Un viejo refrán dice que “el tiempo perdido lo cobra Dios”, que puede aplicarse a lo que sucede en muchos procedimientos que atañen a la comunidad, como la administración pública, la justicia y la actividad legislativa, entre los más relevantes que afectan al colectivo social. La burocracia oficial, desde tiempos inmemoriales, se ha caracterizado por lenta y engorrosa en sus procedimientos, como si a los funcionarios sólo les interesara conseguir el puesto y conservarlo, antes que ser útiles y eficientes. Uno de ellos, cuando un conocido le observó la escasez de trabajo en sus funciones, contestó con cinismo: “harto trabajo me costó conseguir el puesto”.
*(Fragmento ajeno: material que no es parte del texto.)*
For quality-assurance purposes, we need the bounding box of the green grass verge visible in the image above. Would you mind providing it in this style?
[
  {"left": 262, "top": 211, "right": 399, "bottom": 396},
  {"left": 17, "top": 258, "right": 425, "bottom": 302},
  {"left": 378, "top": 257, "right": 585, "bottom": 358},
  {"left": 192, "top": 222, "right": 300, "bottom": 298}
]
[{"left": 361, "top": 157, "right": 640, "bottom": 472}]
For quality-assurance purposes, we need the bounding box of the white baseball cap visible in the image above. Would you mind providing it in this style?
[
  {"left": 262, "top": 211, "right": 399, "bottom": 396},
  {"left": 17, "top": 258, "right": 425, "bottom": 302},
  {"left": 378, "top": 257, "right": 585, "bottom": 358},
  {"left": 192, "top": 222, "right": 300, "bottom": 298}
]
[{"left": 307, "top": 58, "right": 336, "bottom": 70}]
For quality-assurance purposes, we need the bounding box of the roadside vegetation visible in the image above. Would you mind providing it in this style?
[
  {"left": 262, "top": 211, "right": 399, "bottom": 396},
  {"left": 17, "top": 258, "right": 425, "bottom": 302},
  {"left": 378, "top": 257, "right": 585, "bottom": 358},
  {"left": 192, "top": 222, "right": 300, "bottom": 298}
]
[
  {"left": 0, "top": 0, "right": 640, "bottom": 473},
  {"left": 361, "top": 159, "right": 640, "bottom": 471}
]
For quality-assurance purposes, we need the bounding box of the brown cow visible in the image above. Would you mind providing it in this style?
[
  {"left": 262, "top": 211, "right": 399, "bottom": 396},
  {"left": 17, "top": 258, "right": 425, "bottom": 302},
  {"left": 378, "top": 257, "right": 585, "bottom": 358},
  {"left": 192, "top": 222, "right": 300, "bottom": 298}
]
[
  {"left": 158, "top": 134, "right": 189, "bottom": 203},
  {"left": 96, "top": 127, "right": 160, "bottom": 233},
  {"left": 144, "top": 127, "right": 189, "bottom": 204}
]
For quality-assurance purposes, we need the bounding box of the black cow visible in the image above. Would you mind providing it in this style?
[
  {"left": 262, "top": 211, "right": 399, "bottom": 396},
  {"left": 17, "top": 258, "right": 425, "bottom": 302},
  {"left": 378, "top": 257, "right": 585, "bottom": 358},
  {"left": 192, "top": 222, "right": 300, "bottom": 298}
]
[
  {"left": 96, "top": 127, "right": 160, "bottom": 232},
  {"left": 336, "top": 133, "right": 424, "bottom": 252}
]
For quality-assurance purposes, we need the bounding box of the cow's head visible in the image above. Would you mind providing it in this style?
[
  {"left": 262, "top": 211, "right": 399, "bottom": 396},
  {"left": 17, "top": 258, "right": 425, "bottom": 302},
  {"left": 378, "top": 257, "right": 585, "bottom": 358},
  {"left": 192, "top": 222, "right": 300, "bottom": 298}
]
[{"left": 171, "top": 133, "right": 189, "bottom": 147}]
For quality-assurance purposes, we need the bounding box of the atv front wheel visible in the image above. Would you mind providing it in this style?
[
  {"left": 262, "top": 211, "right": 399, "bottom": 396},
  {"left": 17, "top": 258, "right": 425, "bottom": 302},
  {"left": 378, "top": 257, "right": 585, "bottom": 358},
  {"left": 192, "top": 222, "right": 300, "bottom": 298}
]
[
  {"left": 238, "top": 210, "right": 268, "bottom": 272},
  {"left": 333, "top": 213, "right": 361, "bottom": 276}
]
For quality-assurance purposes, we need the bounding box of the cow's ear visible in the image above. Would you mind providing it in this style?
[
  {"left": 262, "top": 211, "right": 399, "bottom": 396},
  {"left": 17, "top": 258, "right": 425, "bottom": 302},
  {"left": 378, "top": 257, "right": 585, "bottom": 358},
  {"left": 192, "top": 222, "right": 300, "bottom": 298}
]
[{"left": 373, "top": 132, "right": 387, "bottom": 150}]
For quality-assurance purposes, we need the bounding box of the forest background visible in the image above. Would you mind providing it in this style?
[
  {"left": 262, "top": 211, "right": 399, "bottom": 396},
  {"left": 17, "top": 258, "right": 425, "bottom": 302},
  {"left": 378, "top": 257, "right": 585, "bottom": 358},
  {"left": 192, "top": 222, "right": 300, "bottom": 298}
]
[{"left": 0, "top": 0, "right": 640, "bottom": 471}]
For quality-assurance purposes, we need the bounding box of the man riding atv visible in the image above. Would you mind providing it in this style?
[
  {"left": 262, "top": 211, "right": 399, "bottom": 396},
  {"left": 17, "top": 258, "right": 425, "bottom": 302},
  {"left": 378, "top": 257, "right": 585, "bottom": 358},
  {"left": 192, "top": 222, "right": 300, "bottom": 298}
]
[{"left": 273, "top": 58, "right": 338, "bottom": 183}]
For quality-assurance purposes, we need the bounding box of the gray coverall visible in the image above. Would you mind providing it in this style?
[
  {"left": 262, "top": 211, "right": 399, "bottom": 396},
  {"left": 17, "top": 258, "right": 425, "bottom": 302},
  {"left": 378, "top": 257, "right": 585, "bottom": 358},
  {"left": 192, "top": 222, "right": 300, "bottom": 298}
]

El asunto se agrava cuando la ineficiencia se ubica en cargos de alta responsabilidad, en los que la representación política es más significativa que la calidad ética, académica e intelectual de funcionarios que, por una perversa paradoja, son los mejor remunerados. Con el agravante de que la ineficiencia de los jefes afecta la funcionalidad de los subalternos, para que el Estado sea paquidérmico e inoperante; lo que adquiere perfiles dramáticos cuando quienes tienen a su cargo la administración de recursos para atender necesidades básicas de los ciudadanos, dedican su tiempo y tales recursos a construir plataformas para montar estrategias que sirvan a futuras aspiraciones, más representativas, mejor remuneradas y de mayor impacto social.
Todo lo anterior tiene sus efectos en la calidad de vida de los pueblos, en la desigualdad económica y social, en el atraso de las regiones que se desempeñan lejos del poder central, en el desarrollo de actividades delictivas que prosperan más que las acogidas a la ortodoxia económica, a la inseguridad y al atraso en la formación de las nuevas generaciones.
Así discurre la vida, que no se detiene, y se pierde tiempo precioso para construir mejor sociedad, más próspera y armoniosa; con mejor calidad de vida y más feliz. Esa aspiración la plasmó Tomás Moro en su obra Utopía, que sedujo a los intelectuales y ha trascendido el tiempo. La lentitud de la justicia se explica por la necesidad de acertar, cuidándose de la posibilidad de errar en sus fallos, especialmente cuando están de por medio intereses humanos sensibles, de diversa índole; prestigios personales, la libertad, que es sagrada; y la vida misma, aunque esta última, víctima de malas decisiones, no se pierda físicamente, pero sí se destruya moral y socialmente.
El ejercicio de la justicia se fundamenta en el discernimiento, la interpretación de teorías y la confrontación de hechos y sus efectos. No obstante, el tiempo influye en la prontitud, eficacia y eficiencia de la justicia cuando es sometida a argucias, dilaciones oportunistas o falsedades probatorias, para lo cual hay verdaderos “maestros” en el ejercicio de la abogacía; y corre, además, con la eventualidad de la corrupción, atenta a conseguir efectos amañados a favor de intereses non santos.
No sobra explayarse en estas consideraciones, que no son pérdida de tiempo del columnista y sus lectores, sino reflexiones que ameritan gastarles tiempo.